La sentencia del Supremo de 2026 obliga a prestar especial atención al THC real, su cantidad total y las circunstancias de comercialización. El análisis del lote es necesario, pero no sustituye el resto de requisitos legales.
¿El CBD puede anunciarse para el dolor o la ansiedad?
No deben atribuirse propiedades médicas a un producto comercial sin autorización. Expresiones como tratar, curar, prevenir o aliviar una enfermedad pueden considerarse alegaciones terapéuticas y provocar que el producto se trate como un medicamento no autorizado.
¿Puedo viajar en avión con CBD?
Transportarlo puede generar controles, especialmente si se trata de flores o resinas.

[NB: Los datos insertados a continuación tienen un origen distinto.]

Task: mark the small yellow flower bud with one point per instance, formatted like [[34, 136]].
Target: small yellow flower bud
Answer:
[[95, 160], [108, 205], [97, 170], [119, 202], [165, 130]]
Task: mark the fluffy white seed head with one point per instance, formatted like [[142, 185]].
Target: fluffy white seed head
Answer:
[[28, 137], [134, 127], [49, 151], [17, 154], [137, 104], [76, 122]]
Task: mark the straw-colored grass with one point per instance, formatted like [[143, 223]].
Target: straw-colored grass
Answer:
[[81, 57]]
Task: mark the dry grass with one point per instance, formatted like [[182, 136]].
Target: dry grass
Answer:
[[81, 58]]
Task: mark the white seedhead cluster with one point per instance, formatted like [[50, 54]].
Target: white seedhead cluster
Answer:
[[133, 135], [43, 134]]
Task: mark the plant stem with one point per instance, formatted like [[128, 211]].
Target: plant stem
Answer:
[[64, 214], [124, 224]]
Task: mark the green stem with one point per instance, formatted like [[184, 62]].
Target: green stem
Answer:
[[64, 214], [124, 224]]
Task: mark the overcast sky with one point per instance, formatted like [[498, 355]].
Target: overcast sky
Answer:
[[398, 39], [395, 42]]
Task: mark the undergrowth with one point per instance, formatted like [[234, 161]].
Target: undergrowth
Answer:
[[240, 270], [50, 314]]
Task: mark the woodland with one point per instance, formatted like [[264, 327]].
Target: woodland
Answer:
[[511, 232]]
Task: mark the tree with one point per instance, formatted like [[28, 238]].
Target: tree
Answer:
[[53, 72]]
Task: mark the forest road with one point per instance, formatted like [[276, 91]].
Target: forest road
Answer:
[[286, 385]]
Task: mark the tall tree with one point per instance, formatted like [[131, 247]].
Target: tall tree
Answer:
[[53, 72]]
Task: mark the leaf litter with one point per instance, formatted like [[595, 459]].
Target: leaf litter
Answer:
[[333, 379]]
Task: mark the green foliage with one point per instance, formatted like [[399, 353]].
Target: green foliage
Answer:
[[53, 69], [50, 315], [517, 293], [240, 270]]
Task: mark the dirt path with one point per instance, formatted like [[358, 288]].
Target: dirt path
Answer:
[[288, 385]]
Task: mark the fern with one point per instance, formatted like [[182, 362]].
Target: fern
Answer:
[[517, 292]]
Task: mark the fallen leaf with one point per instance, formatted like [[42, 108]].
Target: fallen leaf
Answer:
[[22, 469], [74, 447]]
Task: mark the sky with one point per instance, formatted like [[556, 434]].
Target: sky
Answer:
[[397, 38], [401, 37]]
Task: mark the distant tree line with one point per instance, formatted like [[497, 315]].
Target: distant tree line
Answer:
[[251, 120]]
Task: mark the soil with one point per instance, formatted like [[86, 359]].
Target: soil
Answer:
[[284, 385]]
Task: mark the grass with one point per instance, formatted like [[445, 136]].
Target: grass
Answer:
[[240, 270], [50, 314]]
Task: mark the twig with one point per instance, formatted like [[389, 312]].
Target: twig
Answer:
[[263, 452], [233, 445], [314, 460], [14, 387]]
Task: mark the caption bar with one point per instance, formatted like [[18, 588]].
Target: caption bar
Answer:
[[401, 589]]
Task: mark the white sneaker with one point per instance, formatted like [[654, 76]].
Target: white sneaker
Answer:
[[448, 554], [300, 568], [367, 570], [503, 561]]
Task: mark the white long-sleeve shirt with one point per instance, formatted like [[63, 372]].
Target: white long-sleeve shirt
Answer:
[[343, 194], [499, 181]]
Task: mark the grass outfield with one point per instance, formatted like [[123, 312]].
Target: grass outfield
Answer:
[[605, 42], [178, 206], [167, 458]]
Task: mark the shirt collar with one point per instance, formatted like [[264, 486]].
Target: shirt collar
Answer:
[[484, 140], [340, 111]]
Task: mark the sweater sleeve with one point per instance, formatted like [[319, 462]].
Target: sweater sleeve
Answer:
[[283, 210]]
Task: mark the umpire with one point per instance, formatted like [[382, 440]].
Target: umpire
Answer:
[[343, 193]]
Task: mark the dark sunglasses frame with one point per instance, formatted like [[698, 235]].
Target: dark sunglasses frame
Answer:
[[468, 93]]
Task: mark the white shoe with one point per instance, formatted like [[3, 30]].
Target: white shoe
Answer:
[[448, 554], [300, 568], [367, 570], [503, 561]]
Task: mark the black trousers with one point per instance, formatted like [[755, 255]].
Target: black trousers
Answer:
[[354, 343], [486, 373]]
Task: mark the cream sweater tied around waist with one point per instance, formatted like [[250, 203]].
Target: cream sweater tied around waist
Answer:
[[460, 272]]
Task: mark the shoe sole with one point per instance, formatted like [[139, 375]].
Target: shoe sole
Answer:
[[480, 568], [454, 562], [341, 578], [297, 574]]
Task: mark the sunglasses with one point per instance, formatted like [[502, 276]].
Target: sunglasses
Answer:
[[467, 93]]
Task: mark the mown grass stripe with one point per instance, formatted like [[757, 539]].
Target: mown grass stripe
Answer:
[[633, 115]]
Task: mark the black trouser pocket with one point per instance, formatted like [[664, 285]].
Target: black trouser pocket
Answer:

La normativa del destino es tan importante como la española, por lo que conviene comprobarla antes del viaje y evitar trasladar productos vegetales cuando exista duda.
La regla práctica para interpretar la legalidad del CBD
El CBD puede ser legal, pero la legalidad pertenece al producto completo, no únicamente a la molécula. Una cosmética conforme, un alimento con CBD no autorizado y una flor con THC residual no reciben el mismo tratamiento.
Antes de comprar o utilizar un producto, revisa su categoría, el destino de uso, la composición, el análisis del lote y la forma en que se anuncia. En Green Break CBD apostamos por información verificable, trazabilidad y un uso responsable, evitando convertir un porcentaje de THC en una promesa de legalidad que la normativa no respalda.